Section 288 of the LPA deals with the setting aside of costs agreements.[18] In particular, a client may make an application to the Supreme Court that a costs agreement be set aside and the Court may do so if satisfied that the costs agreement is not fair or reasonable (s288(2)). If the costs agreement is set aside, the Court may apply the scale or, if there is not one, the Court must determine the fair and reasonable amount (ss288(5) and (6)). Lastly, the Court may determine if a costs agreement exists (s288(9)).

CONCLUSION

The issues of costs agreements and costs disclosure are comprehensively dealt with under the LPA, particularly when compared with previous legislation. It is imperative that law practices establish precedents that comply with the provisions outlined above and establish processes to ensure that adequate explanations are provided to the client, and recorded on the file. Although the statutory obligations are onerous, once those precedents and processes are established, it merely becomes a matter of maintaining them. In my experience, doing so will minimise disputes between solicitor and client.

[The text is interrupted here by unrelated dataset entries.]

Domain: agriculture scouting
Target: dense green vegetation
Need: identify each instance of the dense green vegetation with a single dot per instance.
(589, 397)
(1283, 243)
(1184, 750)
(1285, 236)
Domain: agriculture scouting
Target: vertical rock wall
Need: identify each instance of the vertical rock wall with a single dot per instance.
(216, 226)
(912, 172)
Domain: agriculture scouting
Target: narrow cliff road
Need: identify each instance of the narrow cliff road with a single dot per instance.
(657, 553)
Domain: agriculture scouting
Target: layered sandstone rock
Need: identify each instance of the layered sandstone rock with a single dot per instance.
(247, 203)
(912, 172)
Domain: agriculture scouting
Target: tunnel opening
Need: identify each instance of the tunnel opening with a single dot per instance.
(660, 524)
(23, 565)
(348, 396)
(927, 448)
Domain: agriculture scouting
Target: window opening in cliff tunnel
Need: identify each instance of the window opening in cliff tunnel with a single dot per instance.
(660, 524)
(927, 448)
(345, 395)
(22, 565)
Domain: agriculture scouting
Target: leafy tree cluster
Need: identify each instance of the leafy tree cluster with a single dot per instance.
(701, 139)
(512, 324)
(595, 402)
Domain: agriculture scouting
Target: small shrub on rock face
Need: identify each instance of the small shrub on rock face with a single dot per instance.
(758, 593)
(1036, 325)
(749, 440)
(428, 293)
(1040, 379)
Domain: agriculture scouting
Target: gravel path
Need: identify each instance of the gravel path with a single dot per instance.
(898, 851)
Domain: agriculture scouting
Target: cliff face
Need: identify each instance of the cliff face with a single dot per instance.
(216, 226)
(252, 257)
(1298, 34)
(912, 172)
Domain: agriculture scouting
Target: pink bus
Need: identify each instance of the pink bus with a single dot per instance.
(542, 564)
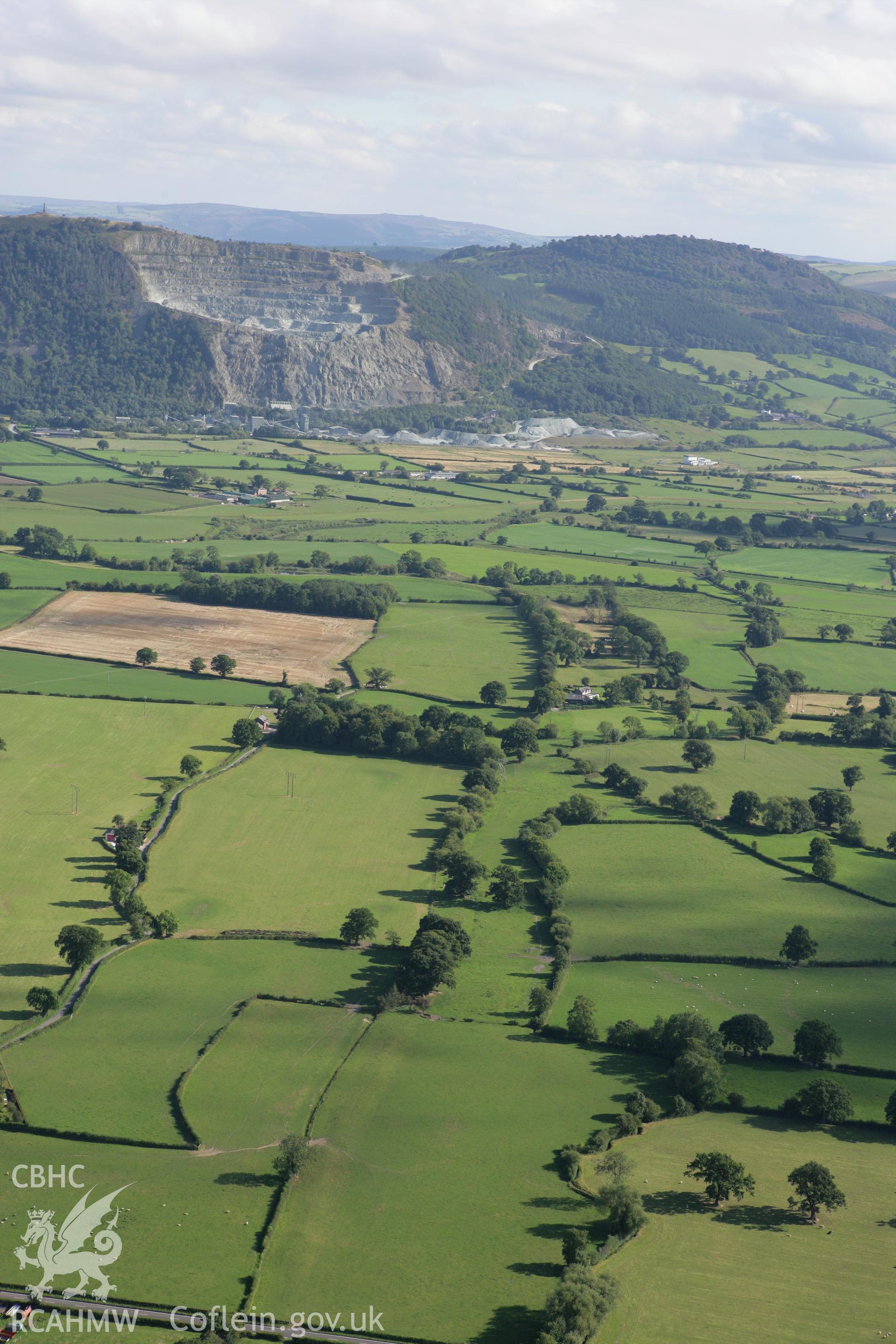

Maria-Luisa Coulson is the Managing Director of Coulson Legal, a specialist law costs practice offering services nationally in relation to legal costs between solicitor and client, and party and party. She has practised almost exclusively in the area of legal costs since 2003, and exclusively in the area of legal costs since 2011, when she established Coulson Legal. PHONE (08) 6555 2970 EMAIL mlcoulson@coulsonlegal.com.au.


[1] See, for example: McDonald Pynt Lawyers v Hakuna Matata Corporation Pty Ltd [2013] WASC 223; Collection Point Pty Ltd v Cornwalls Lawyers Pty Ltd [2012] VSC 492; Tabtill No.2 Pty Ltd & Ors v DLA Phillips Fox (a firm) & Anor [2012] QSC 115.

[2] Tyrrell v Bank of London (1862) 10 HL Case 26 at 39-44, cited with approval in Harrison v Schipp [2002] NSWCA 78; (2002) 54 NSWLR 612 at [127].

[3] Section 309 of the NSW LPA; and s3.4.9 of the Vic LPA.

[4] Section 311 of the NSW LPA; and s3.4.11 of the Vic LPA.

[5] Section 315 of the NSW LPA; and s3.4.15 of the Vic LPA.

[6] Section 310 of the NSW LPA; and s3.4.10 of the Vic LPA.

[7] Section 318 of the NSW LPA; and s3.4.18 of the Vic LPA.

[8] Section 313 of the NSW LPA; and s3.4.13 of the Vic LPA.

[9] Section 314 of the NSW LPA; and s3.4.14 of the Vic LPA.

[10] See: s253 of the LPA; s302A of the NSW LPA; and s3.4.2A of the Vic LPA for the detailed definition.

[11] Section 312 of the NSW LPA; and s3.4.12 of the Vic LPA.

[12] Section 317 of the NSW LPA; and s3.4.17 of the Vic LPA.

[13] Section 322 of the NSW LPA; and s3.4.26 of the Vic LPA.

[14] Section 323 of the NSW LPA; and s3.4.27 of the Vic LPA.

[15] Section 323 of the NSW LPA; and s3.4.27 of the Vic LPA.

[16] Section 324 of the NSW LPA; and s3.4.28 of the Vic LPA.

[17] Section 325 of the NSW LPA; and s3.4.29 of the Vic LPA.

[18] Section 328 of the NSW LPA; and s3.4.32 of the Vic LPA.